There isn't even certainty regarding the historical accuracy of the use of peasants as cannon fodder in medieval warfare. The accounts of it are questionable at best, because they're largely based on descriptions that tried to make the battles sound epic by saying "thousands of men fought for king and country and died heroically!" Other accounts speak of "grave losses" and mention numbers in the dozens rather than hundreds or thousands, but then they might only be talking about the people who were worth mentioning (i.e. not peasants). No official records of actual army compositions exist.
One of the only things that's certain is that there were laws that stated young adult men had to be prepared to take up arms to defend their own region in an organised fashion if it was attacked by outsiders. The reason for this was that it wasn't possible to keep a regular army stationed on all borders to guard it from invaders. For example, these laws required people who lived in or near coastal towns of England to fend off viking raids when there wasn't anyone else around to do it. These laws did not force those men to join in on conquests abroad.

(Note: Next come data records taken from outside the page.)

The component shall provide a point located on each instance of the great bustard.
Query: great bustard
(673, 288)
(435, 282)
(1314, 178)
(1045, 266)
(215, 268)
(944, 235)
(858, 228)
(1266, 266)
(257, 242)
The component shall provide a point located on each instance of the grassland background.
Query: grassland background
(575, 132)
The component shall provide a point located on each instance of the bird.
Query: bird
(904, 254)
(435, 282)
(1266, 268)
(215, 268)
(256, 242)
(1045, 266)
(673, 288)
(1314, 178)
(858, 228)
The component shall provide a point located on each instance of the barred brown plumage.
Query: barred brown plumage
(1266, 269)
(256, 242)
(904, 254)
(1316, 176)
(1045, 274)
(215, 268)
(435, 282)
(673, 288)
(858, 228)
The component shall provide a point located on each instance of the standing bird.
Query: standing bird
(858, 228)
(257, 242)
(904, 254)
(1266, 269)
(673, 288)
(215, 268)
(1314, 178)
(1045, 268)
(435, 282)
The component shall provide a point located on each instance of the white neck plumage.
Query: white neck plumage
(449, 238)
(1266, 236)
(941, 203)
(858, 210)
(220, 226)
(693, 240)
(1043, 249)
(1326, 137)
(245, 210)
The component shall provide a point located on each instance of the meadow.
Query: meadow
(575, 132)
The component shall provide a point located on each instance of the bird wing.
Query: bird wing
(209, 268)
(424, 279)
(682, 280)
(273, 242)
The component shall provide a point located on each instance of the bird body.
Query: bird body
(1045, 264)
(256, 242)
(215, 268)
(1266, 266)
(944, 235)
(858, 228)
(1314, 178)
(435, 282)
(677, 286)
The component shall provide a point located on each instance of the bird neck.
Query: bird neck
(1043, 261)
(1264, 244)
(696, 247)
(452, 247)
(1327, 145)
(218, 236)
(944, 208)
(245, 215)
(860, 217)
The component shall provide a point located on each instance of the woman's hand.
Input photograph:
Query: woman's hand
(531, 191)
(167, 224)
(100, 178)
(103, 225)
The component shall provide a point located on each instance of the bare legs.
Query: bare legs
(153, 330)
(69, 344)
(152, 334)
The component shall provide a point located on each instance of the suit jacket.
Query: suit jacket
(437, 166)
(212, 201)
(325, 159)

It's also certain that the regular army consisted for a large part of lesser nobles and their entourage, including personal servants and men at arms (who did receive professional training!) that were assigned to them to fight in their battles. Another large portion of the armies consisted of mercenaries, who naturally trained a lot and used part of their money to buy proper equipment.
The vikings did force their commoners to join warbands, but they didn't just toss farmers on the front line with crappy gear. They wore leather and hides (which was normal because it can be f*cking cold in Norway without central heating) or sometimes chainmail, shields, swords/axes and spears. They basically all became the equivalent of the men at arms of western European kingdoms.

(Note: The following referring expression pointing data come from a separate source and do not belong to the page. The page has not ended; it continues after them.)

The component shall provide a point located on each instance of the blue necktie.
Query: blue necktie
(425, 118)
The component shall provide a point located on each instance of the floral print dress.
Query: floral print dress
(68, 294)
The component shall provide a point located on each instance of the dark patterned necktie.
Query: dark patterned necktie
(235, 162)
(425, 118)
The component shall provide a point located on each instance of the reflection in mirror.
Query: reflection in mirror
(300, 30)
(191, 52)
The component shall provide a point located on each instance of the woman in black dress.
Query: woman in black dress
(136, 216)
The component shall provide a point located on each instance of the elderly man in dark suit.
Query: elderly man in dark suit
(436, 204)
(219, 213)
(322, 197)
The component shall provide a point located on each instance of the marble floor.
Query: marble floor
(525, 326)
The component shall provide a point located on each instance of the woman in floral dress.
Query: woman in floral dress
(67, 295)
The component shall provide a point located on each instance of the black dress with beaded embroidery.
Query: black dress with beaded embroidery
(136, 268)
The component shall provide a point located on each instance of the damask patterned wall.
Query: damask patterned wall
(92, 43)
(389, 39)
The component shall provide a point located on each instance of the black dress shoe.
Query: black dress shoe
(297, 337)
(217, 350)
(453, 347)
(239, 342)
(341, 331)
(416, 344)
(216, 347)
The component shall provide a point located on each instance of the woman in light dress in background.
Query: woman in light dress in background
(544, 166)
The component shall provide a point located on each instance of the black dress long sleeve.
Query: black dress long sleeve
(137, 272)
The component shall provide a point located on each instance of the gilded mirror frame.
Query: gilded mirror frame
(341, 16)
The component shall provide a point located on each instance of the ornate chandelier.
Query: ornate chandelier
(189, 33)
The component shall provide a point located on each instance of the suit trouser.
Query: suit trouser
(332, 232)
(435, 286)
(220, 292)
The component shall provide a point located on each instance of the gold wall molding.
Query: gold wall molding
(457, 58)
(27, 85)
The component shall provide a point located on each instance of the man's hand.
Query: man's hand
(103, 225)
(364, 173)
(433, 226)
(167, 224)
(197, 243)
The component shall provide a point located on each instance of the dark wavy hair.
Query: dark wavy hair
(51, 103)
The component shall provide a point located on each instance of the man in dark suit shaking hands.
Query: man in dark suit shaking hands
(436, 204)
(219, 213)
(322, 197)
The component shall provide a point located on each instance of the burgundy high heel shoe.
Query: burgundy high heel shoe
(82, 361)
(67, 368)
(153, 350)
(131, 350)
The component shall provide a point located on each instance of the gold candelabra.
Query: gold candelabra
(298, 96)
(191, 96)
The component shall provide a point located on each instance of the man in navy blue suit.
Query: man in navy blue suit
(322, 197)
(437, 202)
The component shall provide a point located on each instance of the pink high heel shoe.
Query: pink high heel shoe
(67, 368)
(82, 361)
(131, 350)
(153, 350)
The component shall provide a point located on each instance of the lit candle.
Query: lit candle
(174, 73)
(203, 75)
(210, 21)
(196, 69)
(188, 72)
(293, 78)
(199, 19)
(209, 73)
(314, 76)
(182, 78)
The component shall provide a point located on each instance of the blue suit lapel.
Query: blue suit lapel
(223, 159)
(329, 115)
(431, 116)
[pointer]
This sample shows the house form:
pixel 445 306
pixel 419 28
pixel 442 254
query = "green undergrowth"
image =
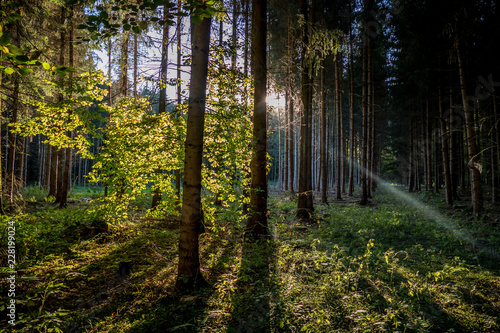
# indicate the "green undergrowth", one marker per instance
pixel 404 263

The only known fact supporting the cannon fodder theory is that inhabitants of recently conquered (especially non-Christian) territory were sometimes sent to the front line of the battlefield by invading armies to reduce the losses of their main force. These weren't the invading country's own peasants, but the peasants and military captives of the country that was being invaded, basically fighting against their own countrymen. If those men had the bright idea to turn around and fight alongside the force of their own country to push the invaders back, they'd probably just get caught between both armies and die.